The Dolpa district court then sentenced Acharya with two years imprisonment after finding him guilty of proselytizing on Nov. 22.

UCA News explained that Nepal's constitution adopted the law on proselytization in 2015, during which the country declared itself as following a secular democracy having transitioned from a Hindu kingdom. The Nepal Constitution's Article 26 (3) legally punishes any person that "shall behave, act or make others act to disturb public law and order situation or convert a person of one religion to another or disturb the religion of other people."
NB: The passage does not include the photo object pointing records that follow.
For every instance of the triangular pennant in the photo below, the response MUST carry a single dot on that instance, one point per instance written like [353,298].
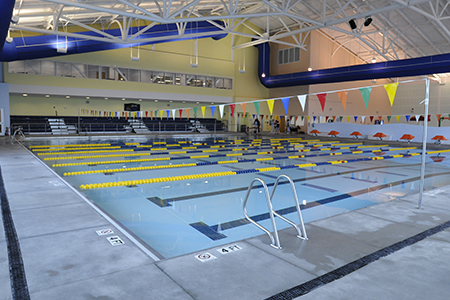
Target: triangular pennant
[270,104]
[322,98]
[244,107]
[256,103]
[391,89]
[365,92]
[343,97]
[232,108]
[285,104]
[302,100]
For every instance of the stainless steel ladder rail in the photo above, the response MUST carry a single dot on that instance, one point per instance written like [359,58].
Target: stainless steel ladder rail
[297,205]
[275,241]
Subsequent to the changes in Nepal's constitution, the government also amended the country's Penal Code three years later to criminalize religious conversion such that those found guilty of it or of encouraging others to convert to another religion would be imprisoned to a maximum of five years and be fined to not more than $416 or 50,000 rupees.

Acharya's sentence then was only light in so far as the punishment stated in the law and its corresponding fine being 20,000 rupees. Many Christian groups nonetheless condemned the court's conviction on his case.

For one, International Christian Concern Regional Manager for South Asia William Stark raised concerns on Acharya's sentence out of local authorities just finding a way to get him behind bars for simply being a Christian pastor. Local authorities, Stark disclosed, have been known to target Christians and their communities since the Nepal Constitution was amended in 2015.

"For more than a year, authorities in Dopla district have seemed bent on convicting Pastor Acharya of something and punishing him for simply being a Christian pastor," Stark said.

"Today, Nepalese Christians again have seen their fears realized. Nepal's sweeping anti-conversion law must be repealed if religious freedom is truly a right to be enjoyed by the country's citizens," he stressed.